Edouard Vuillard ( 1868 - 1940 )

Profile of a woman in a hat, c. 1890


Profile of a woman in a hat, c. 1890


pastel on paper
8 ⅝ x 5 ⅛ in. (21.9 x 13 cm)
stamped E.V lower right
 

item sold

Provenance:
Jill Newhouse, New York;
Neffe-Degandt Gallery, London;
acquired from the above in 2002, thence by descent.

In 1890 Edouard Vuillard attended his first meeting of Les Nabis (The Prophets), a group of young artists in Paris who sought to reinvigorate the art of painting. Inspired by the example of Paul Gauguin, the Nabis consciously rejected academic traditions, intentionally painting in a non-naturalistic style, with bold flat areas of colour, emphasizing the two-dimensional and decorative qualities of their paintings. Though the group shared common ideas and ideals about art, there was a great variety of styles amongst the members, with artists such as Maurice Denis and Paul Sérusier using religious and mystical themes to imbue their paintings with an other-worldly, symbolist aura, whilst the likes of Pierre Bonnard, Félix Vallotton and Vuillard chose to paint subjects based on observations of the world around them.

For Vuillard, the interiors of his family home provided the setting for his most compelling works in the 1890s. He grew up surrounded by women. His mother was a corset maker with the family apartment doubling as her workshop, and constantly filled with seamstresses, as well as his sister and grandmother.
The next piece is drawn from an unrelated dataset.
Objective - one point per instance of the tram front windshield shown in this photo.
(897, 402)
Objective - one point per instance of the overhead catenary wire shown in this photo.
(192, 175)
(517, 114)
He made many small scale pictures of women going about their daily tasks, five of which were exhibited at the third Exposition des peintres impressionnistes et symbolistes in 1892 where they were praised for their perceptiveness and subtlety, earning him the label intimiste. The pictures of this period, such as the two illustrated here, were modern in style but part of an older artistic tradition that stretched back to the paintings by Dutch seventeenth century masters, whose modest subjects and clear arrangement of forms appealed to Vuillard.

Although his subjects were done from life, Vuillard created from memory, a working practice that had been encouraged by Gauguin. This deliberate distancing from the motif combined with a stylization lifted from Japanese prints and other so called ‘primitive’ arts, resulted in uncompromisingly modern works. Unlike the paintings of his more symbolist contemporaries Vuillard’s intimiste pictures found an immediate audience. These two pastels from the early 1890s, reveal the influence of Japanese woodblock prints in their strong use of colour and silhouette.